Dans la pratique, les banques ont commencé à refuser les dossiers qui présentent un risque, à leurs yeux trop important. Il est ainsi devenu beaucoup plus difficile pour des personnes âgées ou sans emploi stable d’obtenir une offre de prêt. Car le taux d’intérêt qui devrait leur être appliqué serait supérieur au seuil légal de l’usure.

En adoptant toutes la même stratégie, les banques restreignent donc artificiellement l’accès au crédit (immobilier) à des pans entiers de la population. 

Un sujet économique mais aussi politique

Les banques sont bien conscientes du rôle crucial qu’elles remplissent pour la société. Les crédits qu’elles fournissent sont l’huile dans le moteur qui la fait tourner. Elles ont donc tiré la sonnette d’alarme à l’occasion de la réunion mensuelle entre la Fédération Bancaire Française et le Ministre de l’Économie et de Finances. Qui a bien compris l’importance du sujet. 

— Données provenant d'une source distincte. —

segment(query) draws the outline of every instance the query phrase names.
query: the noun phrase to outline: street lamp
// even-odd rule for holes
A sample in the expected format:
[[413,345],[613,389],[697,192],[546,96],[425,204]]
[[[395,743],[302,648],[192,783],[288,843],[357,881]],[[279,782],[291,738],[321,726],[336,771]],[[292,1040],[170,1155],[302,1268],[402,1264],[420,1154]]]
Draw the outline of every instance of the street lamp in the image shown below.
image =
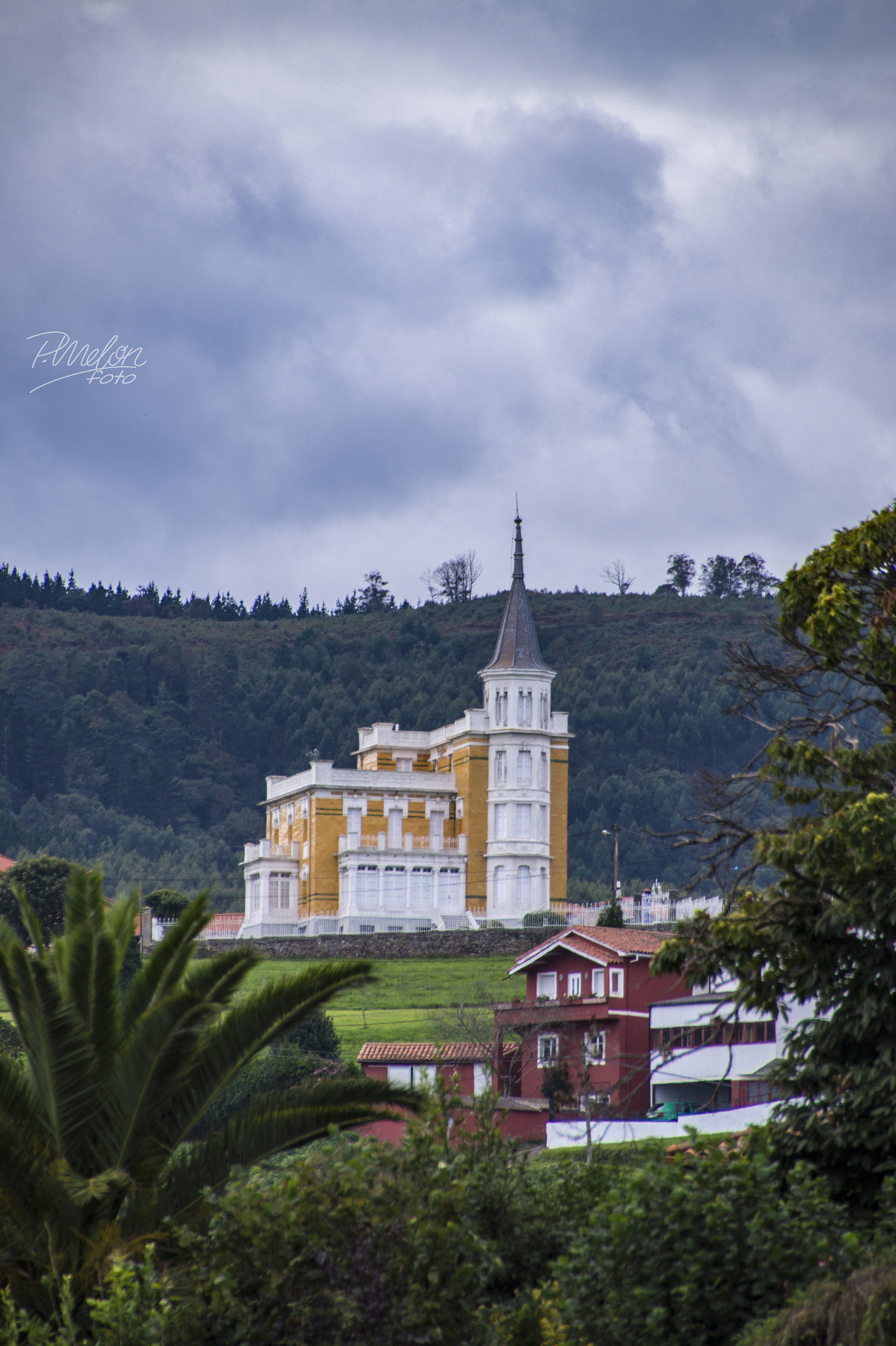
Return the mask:
[[[601,830],[603,836],[605,836],[605,837],[608,837],[611,835],[607,830],[607,828],[601,828],[600,830]],[[619,892],[619,824],[618,822],[613,822],[612,839],[613,839],[613,900],[615,900],[618,896],[620,896],[620,892]]]

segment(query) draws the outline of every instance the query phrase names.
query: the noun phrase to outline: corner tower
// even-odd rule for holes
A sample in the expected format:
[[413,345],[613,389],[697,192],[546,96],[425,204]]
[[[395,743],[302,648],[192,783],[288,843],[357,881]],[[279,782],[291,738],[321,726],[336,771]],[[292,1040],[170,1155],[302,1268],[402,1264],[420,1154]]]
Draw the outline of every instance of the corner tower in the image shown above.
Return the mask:
[[566,715],[541,657],[523,577],[522,520],[495,653],[480,670],[488,736],[487,914],[522,917],[566,898]]

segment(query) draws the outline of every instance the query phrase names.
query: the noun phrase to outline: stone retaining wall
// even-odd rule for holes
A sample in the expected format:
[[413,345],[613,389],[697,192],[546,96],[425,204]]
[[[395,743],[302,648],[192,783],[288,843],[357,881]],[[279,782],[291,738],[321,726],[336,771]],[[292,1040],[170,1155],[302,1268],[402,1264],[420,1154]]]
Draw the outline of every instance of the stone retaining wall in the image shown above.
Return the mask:
[[319,934],[296,940],[200,940],[196,957],[256,949],[268,958],[507,958],[550,938],[550,927],[523,930],[418,930],[394,934]]

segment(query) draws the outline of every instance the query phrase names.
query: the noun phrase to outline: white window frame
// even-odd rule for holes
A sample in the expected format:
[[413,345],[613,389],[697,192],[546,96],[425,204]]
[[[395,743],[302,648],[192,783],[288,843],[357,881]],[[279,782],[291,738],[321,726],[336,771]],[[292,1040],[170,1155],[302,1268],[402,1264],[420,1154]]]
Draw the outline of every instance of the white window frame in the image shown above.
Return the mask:
[[585,1065],[607,1065],[607,1030],[597,1028],[595,1032],[585,1030]]
[[541,1000],[542,996],[548,996],[549,1000],[557,999],[557,973],[556,972],[537,972],[535,973],[535,997]]
[[491,1062],[474,1061],[474,1098],[491,1089]]
[[560,1038],[556,1032],[538,1034],[538,1069],[545,1070],[560,1061]]

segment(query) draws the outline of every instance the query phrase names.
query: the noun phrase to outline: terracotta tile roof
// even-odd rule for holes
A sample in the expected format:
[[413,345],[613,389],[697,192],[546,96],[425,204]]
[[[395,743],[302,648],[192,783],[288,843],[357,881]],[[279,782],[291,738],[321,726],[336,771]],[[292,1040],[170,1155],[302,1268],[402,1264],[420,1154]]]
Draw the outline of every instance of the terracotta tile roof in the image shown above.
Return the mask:
[[507,976],[513,976],[514,972],[522,972],[523,968],[530,968],[533,962],[538,962],[545,954],[553,953],[554,949],[561,946],[572,949],[574,953],[581,953],[585,958],[600,958],[607,953],[626,957],[632,953],[657,953],[665,938],[661,934],[651,934],[650,930],[632,930],[627,927],[618,930],[613,926],[566,926],[565,930],[558,930],[550,940],[537,944],[529,953],[517,958]]
[[[510,1043],[510,1050],[515,1050]],[[507,1051],[505,1047],[505,1051]],[[482,1042],[365,1042],[358,1053],[358,1061],[363,1065],[428,1065],[441,1061],[445,1066],[464,1065],[475,1061],[488,1061],[491,1044]]]

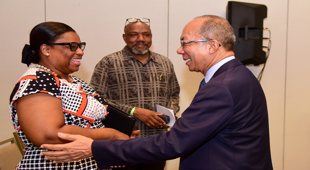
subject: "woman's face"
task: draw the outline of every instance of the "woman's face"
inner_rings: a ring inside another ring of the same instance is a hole
[[[64,34],[53,43],[72,42],[81,42],[78,34],[70,32]],[[49,55],[43,56],[44,58],[41,57],[41,61],[44,63],[41,65],[56,72],[62,77],[78,70],[82,56],[84,54],[79,48],[73,51],[69,45],[55,45],[48,46],[48,50],[47,52]]]

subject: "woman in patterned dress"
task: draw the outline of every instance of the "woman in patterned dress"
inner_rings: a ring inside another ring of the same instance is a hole
[[[43,144],[70,142],[59,138],[58,132],[97,140],[130,138],[103,128],[108,103],[87,83],[70,74],[78,70],[86,43],[71,27],[53,22],[34,27],[29,42],[23,50],[22,62],[28,67],[36,64],[36,68],[21,77],[10,97],[12,122],[26,146],[16,169],[98,169],[92,157],[53,163],[39,154],[45,150],[39,146]]]

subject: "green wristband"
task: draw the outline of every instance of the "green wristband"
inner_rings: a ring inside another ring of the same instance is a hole
[[[131,111],[130,112],[130,114],[133,115],[134,115],[134,111],[135,111],[135,107],[134,107],[132,109],[131,109]]]

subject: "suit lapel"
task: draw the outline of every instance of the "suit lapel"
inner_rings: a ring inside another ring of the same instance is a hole
[[[216,70],[216,71],[213,74],[213,76],[210,79],[210,80],[211,80],[214,78],[226,71],[226,70],[229,69],[242,65],[242,63],[241,63],[241,62],[240,62],[240,61],[239,61],[239,60],[237,58],[234,58],[231,60],[228,61],[227,62],[223,64],[223,65],[221,66]]]

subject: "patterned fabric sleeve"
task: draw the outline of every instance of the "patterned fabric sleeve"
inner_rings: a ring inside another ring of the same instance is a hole
[[[175,115],[180,110],[180,106],[179,105],[179,94],[180,93],[180,86],[179,86],[176,76],[175,73],[173,69],[173,65],[172,63],[168,59],[169,67],[171,70],[171,74],[169,78],[168,98],[167,99],[167,106],[168,109],[172,109],[174,112]]]

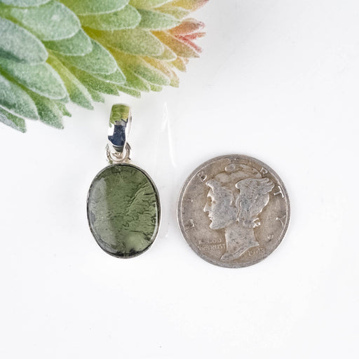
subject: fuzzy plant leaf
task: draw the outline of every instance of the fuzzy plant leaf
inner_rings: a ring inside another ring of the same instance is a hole
[[[173,16],[161,11],[138,9],[141,22],[139,27],[147,30],[166,30],[180,25],[181,22]]]
[[[83,56],[93,50],[91,38],[82,29],[67,39],[43,43],[49,50],[68,56]]]
[[[0,56],[28,64],[39,64],[48,58],[48,52],[40,40],[3,18],[0,18]]]
[[[150,9],[170,3],[171,1],[172,0],[131,0],[130,4],[137,8]]]
[[[35,94],[32,95],[32,97],[36,104],[39,117],[41,122],[55,128],[64,128],[62,111],[55,102]]]
[[[48,3],[50,0],[0,0],[0,3],[5,5],[12,5],[19,8],[28,8],[29,6],[38,6]]]
[[[141,21],[140,13],[130,5],[112,13],[80,15],[79,18],[83,27],[108,31],[134,29]]]
[[[201,51],[208,0],[0,0],[0,122],[62,128],[69,101],[178,87]]]
[[[5,111],[4,109],[0,107],[0,122],[2,122],[5,125],[10,126],[15,130],[18,130],[20,132],[26,131],[26,124],[24,118],[18,117],[17,116]]]
[[[62,0],[77,15],[104,14],[123,8],[129,0]]]
[[[76,15],[54,0],[38,7],[11,8],[4,15],[44,41],[71,37],[81,28]]]
[[[0,107],[8,112],[32,120],[39,119],[36,106],[20,86],[0,74]]]
[[[46,63],[29,65],[0,57],[0,67],[19,83],[39,95],[53,100],[67,95],[61,78]]]
[[[93,49],[83,56],[59,56],[65,62],[93,74],[109,74],[117,69],[117,64],[105,48],[94,40]]]
[[[81,107],[93,109],[91,95],[80,81],[56,57],[50,56],[48,62],[64,81],[70,100]]]

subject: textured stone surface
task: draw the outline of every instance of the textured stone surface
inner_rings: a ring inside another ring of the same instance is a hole
[[[97,243],[110,255],[130,257],[146,250],[157,235],[160,213],[151,180],[132,165],[107,167],[90,187],[90,227]]]

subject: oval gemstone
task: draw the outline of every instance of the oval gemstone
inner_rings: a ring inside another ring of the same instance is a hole
[[[149,248],[158,231],[158,194],[151,178],[137,167],[109,165],[91,184],[87,214],[102,250],[115,257],[135,257]]]

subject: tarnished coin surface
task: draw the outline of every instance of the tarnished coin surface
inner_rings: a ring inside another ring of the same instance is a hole
[[[251,157],[208,161],[184,183],[177,205],[183,236],[203,259],[239,268],[258,263],[280,243],[290,209],[278,175]]]

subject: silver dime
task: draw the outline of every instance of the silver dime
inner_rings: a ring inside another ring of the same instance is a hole
[[[196,168],[180,194],[183,236],[203,259],[239,268],[258,263],[280,243],[290,216],[288,195],[267,165],[241,155]]]

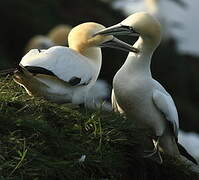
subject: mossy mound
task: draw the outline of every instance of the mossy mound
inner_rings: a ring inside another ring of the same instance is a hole
[[[143,135],[114,113],[32,98],[0,79],[0,180],[199,179],[176,159],[141,158]]]

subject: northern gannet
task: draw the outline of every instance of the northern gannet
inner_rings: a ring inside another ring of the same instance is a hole
[[[29,95],[53,102],[84,102],[100,72],[100,47],[134,50],[112,35],[93,36],[103,28],[97,23],[83,23],[71,30],[69,48],[54,46],[47,50],[30,50],[14,73],[15,82],[22,85]]]
[[[48,49],[55,46],[55,43],[47,36],[36,35],[33,36],[24,48],[24,52],[28,53],[31,49]]]
[[[68,46],[68,35],[72,27],[66,24],[59,24],[52,28],[46,35],[54,44]]]
[[[138,12],[96,35],[139,35],[133,45],[137,51],[129,53],[113,79],[113,108],[124,113],[136,127],[153,133],[155,149],[150,155],[159,154],[162,149],[175,157],[181,153],[197,163],[178,143],[178,113],[171,95],[151,75],[151,57],[161,41],[159,22],[148,13]],[[159,157],[162,162],[160,154]]]

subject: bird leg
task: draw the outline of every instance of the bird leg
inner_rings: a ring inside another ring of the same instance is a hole
[[[163,160],[159,151],[159,138],[160,137],[158,137],[157,140],[154,140],[154,139],[152,140],[154,144],[154,148],[153,150],[144,151],[144,154],[145,154],[144,158],[151,158],[152,156],[155,157],[155,155],[157,154],[158,156],[157,162],[162,164]]]

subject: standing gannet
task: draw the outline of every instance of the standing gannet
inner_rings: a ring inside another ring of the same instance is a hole
[[[100,47],[134,50],[113,36],[93,36],[103,28],[97,23],[83,23],[71,30],[69,48],[54,46],[48,50],[30,50],[14,73],[15,82],[22,85],[29,95],[53,102],[84,102],[87,91],[100,72]]]
[[[178,113],[170,94],[151,76],[150,64],[153,52],[161,41],[159,22],[145,12],[130,15],[121,23],[103,29],[96,35],[139,35],[125,63],[113,79],[112,104],[115,111],[124,113],[136,127],[150,130],[155,149],[171,156],[180,153],[196,163],[178,141]],[[180,151],[180,152],[179,152]]]

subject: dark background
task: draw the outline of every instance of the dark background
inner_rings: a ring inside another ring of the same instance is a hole
[[[0,69],[14,67],[24,55],[28,40],[46,34],[57,24],[78,25],[94,21],[105,26],[120,22],[123,12],[100,0],[1,0]],[[120,38],[133,43],[135,39]],[[100,78],[110,84],[127,53],[103,49]],[[180,127],[199,132],[199,58],[179,55],[175,41],[161,44],[152,60],[152,74],[172,95]]]

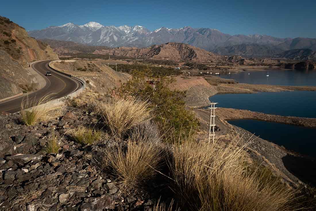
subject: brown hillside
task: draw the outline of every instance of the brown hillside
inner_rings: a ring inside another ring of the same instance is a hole
[[[26,69],[36,60],[58,59],[49,46],[30,37],[22,27],[0,16],[0,99],[37,87]]]
[[[168,42],[142,48],[121,47],[115,48],[96,49],[94,53],[115,55],[129,57],[176,61],[191,61],[210,62],[220,57],[198,48],[182,43]]]

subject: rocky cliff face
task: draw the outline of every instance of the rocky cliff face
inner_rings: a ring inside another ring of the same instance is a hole
[[[0,99],[36,88],[23,68],[28,62],[58,59],[49,46],[29,37],[24,28],[0,16]]]
[[[286,51],[276,55],[280,58],[301,60],[316,60],[316,51],[311,49],[294,49]]]

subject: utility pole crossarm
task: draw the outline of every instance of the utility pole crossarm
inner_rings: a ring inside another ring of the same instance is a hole
[[[210,110],[210,130],[209,131],[209,142],[211,141],[211,137],[213,137],[213,144],[215,142],[215,109],[217,107],[215,107],[215,105],[218,103],[211,103],[211,107],[209,107]]]

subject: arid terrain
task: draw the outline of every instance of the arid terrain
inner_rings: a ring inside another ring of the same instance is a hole
[[[27,69],[29,63],[58,58],[49,45],[30,37],[24,29],[0,16],[0,99],[38,88],[36,77]]]

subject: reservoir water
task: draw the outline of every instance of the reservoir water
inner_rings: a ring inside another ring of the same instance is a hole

Bruno Le Maire et ses équipes ont annoncé qu’ils étaient ouverts à une évolution rapide de la méthode de calcul du taux de l’usure. Une façon de donner un peu plus d’air aux banques serait d’actualiser le taux de l’usure de façon mensuelle, au lieu de tous les trimestres.

Dossier à suivre, car la prochaine fixation des taux d’usure aura lieu dans quelques jours. Au 1er juillet pour être précis. Et bizarrement, il serait avantageux qu’il soit fixé à un niveau nettement plus élevé qu’aujourd’hui.